Here I provide comments about some parts of Ch. 4 of HTF that I didn't cover (enough) previously, but I still won't attempt to cover everything that is in the chapter.

using OLS regression for classification (also dealt with in Ch. 2) and comparison with LDA

In the binary case, one can code the two classes with 0 and 1, and then do a least squares regression. If we view the fitted model as an estimate of

E( Y | x₁, ..., x_p ),

and then note that because Y is binary, this is the same as

P( Y = 1 | x₁, ..., x_p ),

then we have a way of estimating the probability that the outcome 1 results from a given value of x. It may not be so bad that some of the estimated probabilities may be outside of [0, 1], because to obtain a classification the interest is in whether or not the probability exceeds 0.5, unless the misclassification cost is not the same for the two types of errors that can be made. (I'll say something about making adjustments to minimize the expected misclassification cost in such situations.)

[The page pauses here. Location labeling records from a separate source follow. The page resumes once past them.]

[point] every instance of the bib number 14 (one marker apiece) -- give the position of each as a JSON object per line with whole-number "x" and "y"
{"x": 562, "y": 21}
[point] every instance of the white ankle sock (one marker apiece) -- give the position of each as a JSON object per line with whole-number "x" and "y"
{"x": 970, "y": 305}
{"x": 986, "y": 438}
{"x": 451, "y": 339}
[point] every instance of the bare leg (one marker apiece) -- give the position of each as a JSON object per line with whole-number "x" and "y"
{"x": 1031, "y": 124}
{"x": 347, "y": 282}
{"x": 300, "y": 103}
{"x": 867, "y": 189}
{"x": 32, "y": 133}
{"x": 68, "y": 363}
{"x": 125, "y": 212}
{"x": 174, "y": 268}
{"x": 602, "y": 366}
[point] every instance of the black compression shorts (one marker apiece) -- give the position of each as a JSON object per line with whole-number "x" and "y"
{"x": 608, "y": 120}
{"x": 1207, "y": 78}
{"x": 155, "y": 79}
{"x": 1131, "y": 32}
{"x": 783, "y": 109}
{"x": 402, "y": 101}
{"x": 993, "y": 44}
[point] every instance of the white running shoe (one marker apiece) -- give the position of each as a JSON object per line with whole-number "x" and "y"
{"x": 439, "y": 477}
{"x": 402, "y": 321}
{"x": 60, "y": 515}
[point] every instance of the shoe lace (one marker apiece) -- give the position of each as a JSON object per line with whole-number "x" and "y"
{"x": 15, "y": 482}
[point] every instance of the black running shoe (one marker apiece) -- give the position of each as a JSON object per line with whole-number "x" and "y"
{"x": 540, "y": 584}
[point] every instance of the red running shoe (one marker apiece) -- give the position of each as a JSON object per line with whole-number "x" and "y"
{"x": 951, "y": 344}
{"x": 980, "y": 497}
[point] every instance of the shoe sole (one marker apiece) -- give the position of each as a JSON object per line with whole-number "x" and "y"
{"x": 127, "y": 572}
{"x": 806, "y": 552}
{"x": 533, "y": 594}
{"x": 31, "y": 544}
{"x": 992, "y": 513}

Even though this regression scheme may seem to be a bit crude, it can be shown that in the two class case it produces a linear decision boundary which is parallel (and is often nearly identical to) the linear boundary determined by LDA. (At most the intercepts differ, and only then if the numbers of observations for the two classes are not the same.) Since the normality assumption underlying LDA is seldom met in "real" problems, there is no good reason to strongly favor the LDA classifier over the regression classifier, and so in HTF it is suggested that one keep the common direction identified by the two methods, and do a search for a good intercept, picking the value that works best with the training data. As with LDA, one can use transformed predictors and higher-order terms to create nonlinear boundaries (in the space of the original predictors.)

If there are more than two classes, then the workload is increased. (E.g., if there are three clases, one needs to create three regression models.) Also, masking can occur (see Fig, 4.2 and Fig. 4.3 in HTF (pp. 83-84)). However, the masking problem can often be worked around by fitting higher-order regression models (expanding the set of predictors). LDA does not suffer from masking in the same way that the regression method can. Unlike the two class case, with three or more classes LDA can regression can give quite different results.

comparison of using LDA and logistic regression for classification

Expressions (4.29) and (4.30) on pp. 103-104 of HTF show that with both LDA and logistic regression, the logit, and hence the decision boundary, is modeled as being a linear function of the predictors. A main difference in how the methods perform is due to the way the coefficients for the logit model are estimated. With LDA they result from the parameter estimates for the assumed normal distributions, and with logistic regression maximum likelihood estimation is used to fit the model, using the observed response variable values along with the predictor variable values to directly estimate

P( Y = 1 | x).

If the normality and common covariance matrix assumptions underlying LDA hold, or realistically, if they nearly hold, then LDA may do a bit better than logistic regression. However, if the assumptions do not hold, and in particular, if there are extreme outliers, then LDA can do poorly and logistic regression can do much better --- logistic regression is more resistant to extreme values.

Another advantage of logistic regression is that there are nice ways to get guidance from the data as to how to do variable transformation and variable selection, and we don't have this with LDA (although one could try to forge ahead and try some different tactics based on hints found in working with the data).

For example, in the last situation considered in these examples, for which the predictors have nonnormal distributions and one of them isn't useful for predicting the response (since the distribution of the variable is exactly the same for both classes), the use of logistic regression outperformed LDA on the untransformed data, and if one deletes the nonsignificant variable from the logistic regression fit, further improvement may be possible (and still more improvement may be possible if variable transformation is employed).